We further investigated the nouns and verbs in the tweets that we sampled. Tables 1 and 2 show the number of tweets for the top 20 nouns and verbs tweeted on February 28, 2020, when the tweet number reached the highest level. Tables 3 and 4 show the top 20 words (nouns and verbs) that co-occurred with Corona no-sei tweets in descending order to highlight the most disrupted activities or plans during our data aggregation period. For nouns, here, Corona was excluded because it was a word included in the query and was clearly the most frequently detected. For nouns, the top 5 most frequently mentioned words were work , abort , home , live , and friends after excluding the words that indicate the grammatical tense. These keywords indicated that, over a longer period, Japanese individuals started developing concerns over their disrupted work and social life. For verbs, go was the most frequent, but in the actual tweets, it was sometimes used in the negative, and in the context, the verb was unlikely to be used in the affirmative, so the verb was likely used to indicate they cannot go even if it is in the affirmative in this paper ( Textbox 1 ). Hence, the top 5 mean go , can go <negation>, look , meet <negation>, and get out . The results show that there are restrictions on the actions of going, seeing, and meeting as verbs. Compared with the single-day result on February 28, 2020, the concern about work appeared as the top 5 in Tables 1 and 2 , suggesting that Japanese individuals placed clear emphasis on their work routines. In addition, the desire for live concerts increased over the long run, making live concert the fourth most frequently mentioned keyword in Table 1 . Coincidentally, concerns related to friends and missing opportunities to meet up were also observed in both tables, showing the disruption of social relationships and recreational occasions. Both studies indicated that people regarded the COVID-19 pandemic as the main cause of their disrupted plans to hang out with friends or attend large public events. In addition to activities, the keyword finding also reflected the concern of resource shortage, such as toilet paper, masks, and even money, which were critical in supporting daily lives or normal health care practices.

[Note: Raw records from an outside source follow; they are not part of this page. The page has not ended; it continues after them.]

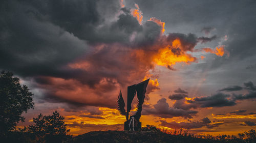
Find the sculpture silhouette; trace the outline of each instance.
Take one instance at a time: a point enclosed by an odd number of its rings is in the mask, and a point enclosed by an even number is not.
[[[120,113],[125,116],[126,121],[124,122],[124,130],[138,131],[141,129],[141,122],[140,122],[140,118],[141,116],[142,110],[142,104],[145,98],[146,88],[148,83],[150,79],[142,81],[138,84],[134,84],[127,87],[127,111],[124,109],[125,104],[122,96],[121,91],[117,100],[118,104],[118,109]],[[129,112],[132,109],[132,102],[135,94],[137,94],[138,104],[137,105],[137,110],[134,115],[131,116],[129,119]]]

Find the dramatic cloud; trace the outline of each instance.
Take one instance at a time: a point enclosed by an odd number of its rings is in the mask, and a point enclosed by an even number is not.
[[[227,88],[225,88],[220,90],[220,91],[227,91],[227,92],[232,92],[232,91],[238,91],[242,90],[243,88],[238,85],[231,86]]]
[[[249,126],[256,126],[256,124],[254,122],[250,122],[250,121],[245,121],[244,122],[246,125]]]
[[[72,124],[67,124],[67,126],[69,127],[78,127],[81,129],[87,129],[89,130],[99,131],[105,130],[114,130],[116,129],[121,129],[123,128],[123,124],[117,124],[114,125],[107,124],[84,124],[83,122],[80,123],[74,122]]]
[[[223,107],[233,106],[237,103],[233,100],[228,99],[231,96],[219,93],[210,96],[196,97],[193,100],[187,101],[188,103],[199,104],[201,107]]]
[[[185,98],[185,97],[187,97],[186,94],[174,94],[169,96],[169,98],[172,100],[181,100]]]
[[[230,114],[241,115],[246,111],[246,110],[237,110],[233,112],[229,112]]]
[[[203,27],[201,32],[204,32],[206,35],[209,35],[210,34],[210,32],[211,31],[216,30],[216,28],[213,28],[213,27]]]
[[[93,115],[79,115],[79,116],[82,117],[88,117],[90,118],[94,118],[94,119],[105,119],[105,118],[102,118],[101,117],[95,116],[93,116]]]
[[[246,89],[253,91],[256,91],[256,86],[254,86],[251,81],[245,82],[244,84]]]
[[[215,40],[216,39],[217,37],[215,35],[211,37],[208,38],[208,37],[199,37],[197,39],[197,40],[201,42],[201,43],[206,43],[208,42],[210,42],[211,40]]]
[[[157,66],[174,70],[177,63],[197,62],[192,52],[202,51],[195,49],[198,39],[208,40],[164,34],[164,22],[143,22],[138,5],[130,9],[121,1],[3,3],[0,69],[29,81],[42,95],[36,98],[40,102],[115,108],[120,89],[141,82]],[[224,54],[217,51],[211,52]],[[147,94],[159,85],[151,79]]]
[[[175,90],[174,92],[175,93],[184,93],[184,94],[187,94],[188,93],[186,91],[185,91],[184,90],[182,90],[180,88],[179,88],[178,89]]]
[[[198,111],[185,110],[182,109],[174,108],[169,107],[166,99],[162,98],[154,105],[154,108],[143,108],[142,115],[151,115],[163,118],[172,118],[174,117],[182,117],[184,118],[193,118]]]
[[[202,127],[206,126],[208,128],[212,128],[213,127],[218,127],[220,124],[209,124],[211,123],[208,118],[204,118],[200,122],[180,122],[177,123],[173,121],[171,122],[167,122],[166,121],[160,120],[160,126],[168,127],[172,129],[180,129],[183,128],[185,129],[197,129]]]

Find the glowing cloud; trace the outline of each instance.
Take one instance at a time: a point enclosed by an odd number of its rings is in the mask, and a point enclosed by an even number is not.
[[[119,0],[119,3],[120,3],[120,6],[121,6],[121,8],[124,8],[125,5],[124,4],[123,0]]]
[[[221,45],[219,47],[216,47],[216,49],[215,50],[210,48],[203,48],[203,50],[206,52],[215,53],[219,56],[222,56],[225,53],[229,56],[229,53],[225,50],[224,46],[224,45]]]
[[[161,27],[161,32],[162,33],[163,33],[165,30],[164,29],[164,25],[165,23],[164,22],[161,21],[160,20],[155,18],[155,17],[151,17],[148,21],[153,21],[155,23],[157,23],[158,25],[160,26]]]
[[[131,10],[131,13],[133,17],[136,18],[137,20],[138,20],[140,24],[141,25],[142,24],[142,19],[143,17],[142,16],[143,13],[141,11],[140,11],[139,6],[138,6],[137,4],[135,4],[135,5],[137,9],[132,9]]]

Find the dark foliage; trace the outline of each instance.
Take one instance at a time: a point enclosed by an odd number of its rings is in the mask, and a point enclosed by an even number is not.
[[[32,96],[26,85],[22,86],[13,73],[0,73],[0,134],[13,130],[19,122],[24,122],[24,111],[34,107]]]
[[[28,131],[36,135],[37,140],[45,142],[63,142],[69,138],[67,134],[70,131],[63,120],[64,117],[57,111],[49,116],[40,113],[37,118],[33,119],[35,124],[29,125]]]
[[[28,131],[39,135],[66,135],[70,130],[67,130],[67,125],[65,124],[63,120],[64,117],[60,116],[57,111],[49,116],[40,113],[37,118],[33,119],[35,124],[29,125]]]

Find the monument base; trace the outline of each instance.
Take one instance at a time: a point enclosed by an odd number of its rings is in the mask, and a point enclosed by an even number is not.
[[[124,122],[125,131],[130,131],[129,123],[130,123],[128,121],[125,121]],[[137,127],[134,127],[134,130],[135,131],[141,130],[141,122],[139,122],[138,124],[138,126]]]

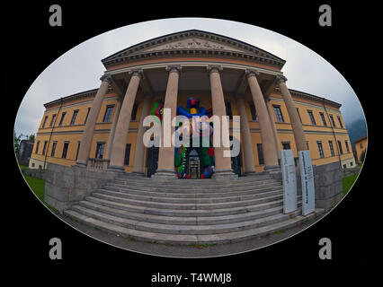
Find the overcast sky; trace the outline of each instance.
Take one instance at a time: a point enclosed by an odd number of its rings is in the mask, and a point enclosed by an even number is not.
[[[94,37],[59,57],[34,81],[16,116],[16,134],[35,134],[43,104],[98,88],[105,71],[101,60],[123,48],[159,36],[197,29],[227,36],[284,60],[287,85],[342,104],[345,122],[363,117],[361,103],[343,76],[325,59],[297,41],[257,26],[207,18],[174,18],[121,27]]]

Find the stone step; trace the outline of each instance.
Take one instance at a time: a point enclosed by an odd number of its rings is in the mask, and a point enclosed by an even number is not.
[[[126,193],[129,195],[146,196],[154,197],[170,197],[170,198],[211,198],[211,197],[229,197],[229,196],[241,196],[246,195],[258,195],[267,192],[280,191],[282,190],[282,187],[269,187],[263,188],[258,188],[256,190],[245,190],[245,191],[232,191],[232,192],[208,192],[208,191],[196,191],[195,193],[175,193],[175,192],[165,192],[165,191],[144,191],[137,189],[131,189],[129,187],[116,187],[111,186],[105,186],[102,190],[110,190],[114,192]]]
[[[144,191],[161,191],[161,192],[168,192],[168,193],[196,193],[196,192],[231,192],[231,191],[249,191],[249,190],[257,190],[262,189],[265,187],[282,187],[282,185],[279,182],[267,182],[264,184],[260,185],[251,185],[246,187],[220,187],[219,188],[204,188],[203,187],[190,187],[186,188],[183,186],[157,186],[157,187],[141,187],[141,186],[135,186],[135,185],[125,185],[120,183],[115,183],[115,182],[109,182],[105,185],[105,187],[119,187],[119,188],[129,188],[129,189],[136,189],[136,190],[144,190]]]
[[[262,198],[250,199],[247,201],[232,201],[228,203],[209,203],[209,204],[171,204],[171,203],[160,203],[160,202],[147,202],[137,199],[123,198],[120,196],[112,196],[102,193],[94,192],[92,196],[98,197],[101,199],[117,202],[136,206],[144,206],[149,208],[162,208],[162,209],[186,209],[186,210],[209,210],[209,209],[222,209],[222,208],[233,208],[240,206],[247,206],[259,204],[263,203],[272,202],[283,198],[283,195],[271,196]]]
[[[176,224],[161,224],[147,222],[133,221],[130,219],[121,218],[119,216],[110,215],[93,209],[88,209],[81,205],[76,205],[73,210],[84,215],[90,216],[96,220],[100,220],[114,225],[120,225],[129,229],[134,229],[142,231],[167,233],[167,234],[184,234],[184,235],[203,235],[235,232],[245,230],[259,228],[265,225],[273,224],[285,221],[289,218],[296,217],[301,213],[300,210],[297,210],[289,214],[279,213],[270,215],[256,220],[230,222],[223,224],[211,225],[176,225]]]
[[[191,245],[191,244],[218,244],[237,242],[254,239],[260,236],[281,231],[286,229],[294,227],[303,222],[312,220],[318,214],[323,213],[323,210],[316,210],[307,216],[298,215],[294,218],[288,219],[282,222],[278,222],[263,227],[249,229],[245,230],[206,234],[206,235],[190,235],[190,234],[165,234],[150,231],[137,230],[111,223],[108,223],[87,215],[79,213],[74,210],[65,211],[65,214],[71,218],[79,221],[82,223],[92,227],[96,227],[100,230],[118,234],[124,238],[134,239],[147,242],[156,242],[163,244],[176,244],[176,245]]]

Because the keywords indicated both long-term and short-term concerns, we cross-validated the tweet contents by selecting keyword pairs based on the top 5 keywords related to long-term concerns and those related to short-term anxiety on material shortage. A total of 160 tweets were randomly sampled based on the following keyword pairs (20 tweets each): ライブ＋行く／行けない ( live concert + go / go <negation>); 家＋行く／行けない (home+go/go<negation>); 友達＋行く／行けない ( friends + go / go <negation>); 中止＋行く／行けない ( cancel + go / go <negation>); 友達＋会う／会える (friends+meet/can meet); 仕事＋行く／行けない ( work + go / go <negation>); トイレットペーパー＋なくなる (toilet paper+vanish); and マスク＋なくなる ( mask + vanish ). One of the authors annotated the tweets according to the themes reflected by the keywords. Key findings are discussed in the following section.

Verb and example

• Go: “Due to COVID-19, the day I've been looking forward to going out with the guy I love has been postponed... I can't help it now and I'll accept it, but I was looking forward to it.”
• Meet: “It doesn't feel like April at all due to COVID-19, but I can't wait for it to end so that we can all meet, eat, and shop together comfortably. Six years already... I want to quit my job lol.”

Principal Findings

Our findings revealed that the COVID-19 pandemic significantly disrupted daily routines in Japan, particularly in terms of work, education, social activities, and material shortages (with regard to the temporary spike of anxiety). The findings from our study correspond with numerous studies conducted in diverse countries, highlighting the extensive impact of the COVID-19 pandemic on social life, economy, public mental health, and education [ 5 ]. In this section, we discuss key findings across a temporal spectrum, focusing on 4 crucial aspects: disruption of work routines, public anxiety stemming from perceived resource shortages, concerns regarding social relationships, and interference with the curriculum.

Top Concerns

The impact of the COVID-19 pandemic on the labor market in Japan is unequivocal, mirroring the challenges faced by numerous countries. The pandemic necessitated a shift in work dynamics with the unintended pilot of remote collaboration. Notably, certain categories of Japanese workers, contingent on their employment contracts, exhibited heightened susceptibility to these alterations in work patterns. In our findings, the keyword work demonstrated associations with part-time , abort , and money , indicating that individuals expressing concerns about their work conditions may grapple with job uncertainty, stemming either from the part-time nature of their employment or an abrupt reduction in income. This discovery aligns seamlessly with prior research examining the repercussions of the COVID-19 pandemic on Japan’s labor sector. As described by Kikuchi et al [ 42 ] in their study, individuals in contingent employment, along with women and those with lower income, were notably susceptible. The shift toward teleworking and the accompanying uncertainty about long-term income during the COVID-19 pandemic had a disproportionately adverse impact on these specific demographic groups [ 42 ]. Fukai et al [ 43 ] endorsed these findings through extensive government statistical analysis. According to their research, Japanese individuals employed part-time in service industries or compelled to take leave or face job loss following the declaration of a state of emergency were identified as particularly vulnerable groups significantly affected by the COVID-19 pandemic [ 43 ]. Although the use of part-time or contingent workers has traditionally been a standard practice for Japanese companies seeking to optimize budget and resource allocation, the advent of the COVID-19 pandemic has pushed issues related to work to the forefront of public concern. Researchers caution that this could potentially exacerbate inequality for susceptible individuals unless actively addressed by government support [ 44 ].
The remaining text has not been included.